Saturday, September 1, 2007

Chutzpah and Other Traits

My Favorite Pen as Though Photographed by Richard Avedon
(An Ancora--anchor; not again--with a fine, flexible point, mother-of-pearl side panels and an authoritative weight.)


Avedon would have used a white sheet and painstaking lighting. I chose a paper towel from the house brand at Von's Market and shot in pure daylight.

This bit of whimsy has already set me to wondering how Annie Liebowitz would have come at it. Or Pod. I think Zoe would have it under a street grate in downtown Philadelphia.

Playing with such conceits, the mind begins to shift gears and get a journey on the way. The process is a combination of college humor magazine and the pre-blog, almost Talmudic dialogue between artists and generations called framing.

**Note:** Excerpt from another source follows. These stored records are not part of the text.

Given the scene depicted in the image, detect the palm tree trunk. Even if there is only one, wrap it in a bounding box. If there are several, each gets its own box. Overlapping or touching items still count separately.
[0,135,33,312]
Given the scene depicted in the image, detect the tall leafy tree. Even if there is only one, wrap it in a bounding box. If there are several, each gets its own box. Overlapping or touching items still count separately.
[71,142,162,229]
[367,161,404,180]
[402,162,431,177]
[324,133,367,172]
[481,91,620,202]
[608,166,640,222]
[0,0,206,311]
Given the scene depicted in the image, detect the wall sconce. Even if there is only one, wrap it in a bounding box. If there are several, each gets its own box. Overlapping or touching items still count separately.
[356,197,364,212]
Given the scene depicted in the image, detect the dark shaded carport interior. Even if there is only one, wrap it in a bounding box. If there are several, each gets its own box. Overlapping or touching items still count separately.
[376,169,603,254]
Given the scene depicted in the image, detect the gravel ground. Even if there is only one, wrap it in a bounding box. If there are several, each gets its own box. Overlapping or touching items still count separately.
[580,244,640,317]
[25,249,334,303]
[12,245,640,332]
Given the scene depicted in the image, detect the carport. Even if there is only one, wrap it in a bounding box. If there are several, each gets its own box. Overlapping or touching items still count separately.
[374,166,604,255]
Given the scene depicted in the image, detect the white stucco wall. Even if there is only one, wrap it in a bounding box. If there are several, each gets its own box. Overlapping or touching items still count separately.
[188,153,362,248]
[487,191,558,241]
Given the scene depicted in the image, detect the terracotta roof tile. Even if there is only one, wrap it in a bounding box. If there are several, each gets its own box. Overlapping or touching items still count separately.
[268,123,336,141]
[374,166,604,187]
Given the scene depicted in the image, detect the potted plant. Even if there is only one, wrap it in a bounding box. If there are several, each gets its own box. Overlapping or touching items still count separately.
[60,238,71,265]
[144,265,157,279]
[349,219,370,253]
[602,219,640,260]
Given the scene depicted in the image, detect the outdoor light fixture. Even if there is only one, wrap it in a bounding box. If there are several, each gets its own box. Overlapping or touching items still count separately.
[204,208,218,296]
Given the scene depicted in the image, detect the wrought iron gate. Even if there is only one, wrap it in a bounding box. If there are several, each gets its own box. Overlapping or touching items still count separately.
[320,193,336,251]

It was Geoffrey Chaucer who, so far as we now know, gave us the word "pander" thanks to his character Pandarus, in Troilus and Cressyde. Shakespeare, who knew a good thing when he saw it, framed the work, giving it another direction and edge, in Troilus and Cressida.

Is Wallace Stevens having fun with Ode on a Grecian Urn with his Jar? Speaking of Chaucer,was he having framing fun with Boccaccio, or is it just an accident that The Decameron and The Canterbury Tales are framed about a group of people telling stories? And was it fun and mischief or an accident that James Joyce's Ulysses so scrupulously and, in some places ironically is framed on The Odyssey?

Speaking of Boccaccio, what should we make of Ten Days in the Hills by Jane Smiley, or indeed, what should we make of Smiley's estimable Thirteen Ways of Looking at a Novel? No problem if we haven't read Thirteen Ways of Looking at a Blackbird by Wallace Stevens.

It is difficult to think that Vance Bourjally had not read The Canterbury Tales, and so we must assume some framing intent in his novel about a group of actors, called Now Playing at the Canterbury.

Writers do not only frame to have fun or carry on a dialogue with another author or work, they frame to make fun, sometimes with malicious intent, as in the splendid Cakes and Ale, by W. Somerset Maugham, who was having on Horace Walpole, the Tom Clancy of his day. One of the early romans a clef, Cakes and Ale pilloried poor Walpole by presenting a character very much like him, who was carrying on with the widow of an older, respected novelist whom most readers took to be Thomas Hardy. Absolutely no substance to the roman a clef argument, Maugham said. But what's this? Cakes and Ale featured a character who walked with a limp, stuttered, had just taken a medical degree--all traits possessed by Maugham. Oh, yes; the character's name was Ashenden, a name Maugham used as a pseudonym.

Sorry, have to run off now; Pod has borrowed my pen and is making his move to the door.